By the age of sixteen, when he was at Overbrook High School, Chamberlain could stand flat-footed under the basket, reach up, and almost get a finger on the rim. His combination of height and athleticism made him so freakishly good—and the Overbrook victories such decisive routs—that opponents felt playing the school was not just challenging, it was pointless. The team regularly won by margins of fifty points or more. In his senior year, in a game against Roxborough High School, Chamberlain scored twenty-six points in the first half. Roxborough, hoping to avoid a record rout, tried to stall, passing the ball to run down the clock, but Chamberlain went on to score thirty-one points in the third quarter, and thirty-three in the fourth quarter—twenty-seven of them in the last four minutes. His total score, including free throws, came to ninety. The final game score was 123–21. Joe Goldenberg, a player on the West Philadelphia High School team, had been asked by his coach to scout Overbrook in the game against Roxborough. Afterward, Goldenberg told his coach that Chamberlain scored ninety points.
“Where does he shoot from?” the coach asked.

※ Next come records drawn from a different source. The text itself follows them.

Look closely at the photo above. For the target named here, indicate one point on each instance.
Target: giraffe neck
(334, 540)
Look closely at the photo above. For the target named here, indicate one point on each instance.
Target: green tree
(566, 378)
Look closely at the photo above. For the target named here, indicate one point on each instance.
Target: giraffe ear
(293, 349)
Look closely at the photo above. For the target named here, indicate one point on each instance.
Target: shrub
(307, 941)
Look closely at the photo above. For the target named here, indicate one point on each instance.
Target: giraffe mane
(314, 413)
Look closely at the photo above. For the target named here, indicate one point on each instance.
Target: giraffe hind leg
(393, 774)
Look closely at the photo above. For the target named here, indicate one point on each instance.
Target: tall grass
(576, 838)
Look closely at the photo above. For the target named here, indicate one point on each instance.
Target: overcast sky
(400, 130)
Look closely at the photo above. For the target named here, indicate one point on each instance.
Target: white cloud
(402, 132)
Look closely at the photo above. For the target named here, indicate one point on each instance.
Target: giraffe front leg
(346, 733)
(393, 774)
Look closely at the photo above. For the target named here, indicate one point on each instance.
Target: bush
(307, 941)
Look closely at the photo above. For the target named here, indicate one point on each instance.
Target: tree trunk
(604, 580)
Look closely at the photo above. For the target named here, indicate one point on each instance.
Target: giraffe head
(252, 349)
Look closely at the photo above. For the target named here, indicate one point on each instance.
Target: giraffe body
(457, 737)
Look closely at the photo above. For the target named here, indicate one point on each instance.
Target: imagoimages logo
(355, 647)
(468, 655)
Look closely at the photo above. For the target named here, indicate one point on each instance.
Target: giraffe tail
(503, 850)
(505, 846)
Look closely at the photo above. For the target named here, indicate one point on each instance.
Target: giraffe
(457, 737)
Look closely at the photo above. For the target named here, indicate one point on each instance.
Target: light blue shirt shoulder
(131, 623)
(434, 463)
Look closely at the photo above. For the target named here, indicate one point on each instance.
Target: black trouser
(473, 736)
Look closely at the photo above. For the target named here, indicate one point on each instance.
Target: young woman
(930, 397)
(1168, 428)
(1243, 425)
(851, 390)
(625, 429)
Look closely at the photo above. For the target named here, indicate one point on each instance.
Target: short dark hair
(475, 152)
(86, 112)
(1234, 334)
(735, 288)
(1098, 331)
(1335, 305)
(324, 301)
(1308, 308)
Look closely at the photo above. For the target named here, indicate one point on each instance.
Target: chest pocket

“Anywhere he wants,” Goldenberg said.
Eddie Gottlieb, who ran the Warriors, had naturally gone out to Overbrook to watch Chamberlain play. Gottlieb figured Wilt was one of the few high school basketball players who could, if he wanted to, join the NBA right out of high school. He was ready. And it would have been good for the league, Gottlieb figured, since it did not in the mid-fifties have many truly big men. George Mikan was the best big man in the league, but he was past his prime. Wilt was faster and could jump higher. Gottlieb had Neil Johnston playing at center for the Warriors, but Gottlieb was certain that Wilt, even as a high school student, would make sliced bananas out of Johnston.
If the rules had permitted it, Gottlieb would have taken Chamberlain that very year and made him a starter. But that would have required changing the rule that players were eligible only after graduating from college, and he knew the other owners wouldn’t go for it. “They didn’t want to wreck their relationship with the colleges,” Gottlieb later recalled. “The colleges were their minor leagues. They polished the prospects for us, and it didn’t cost the pro teams a dime. But I’d have taken Wilt. Wilt was special. It was a waste of time for Wilt to go to college.”
Gottlieb tried to persuade Chamberlain to go to college in the Philadelphia area so the Warriors could claim him in a territorial draft, but he learned that Wilt was determined to go out of state. So at a league meeting in early 1955, before Chamberlain had graduated from Overbrook High, Gottlieb proposed a rule extending the territorial draft to high school. To Gottlieb, it was entirely logical. The league was still struggling.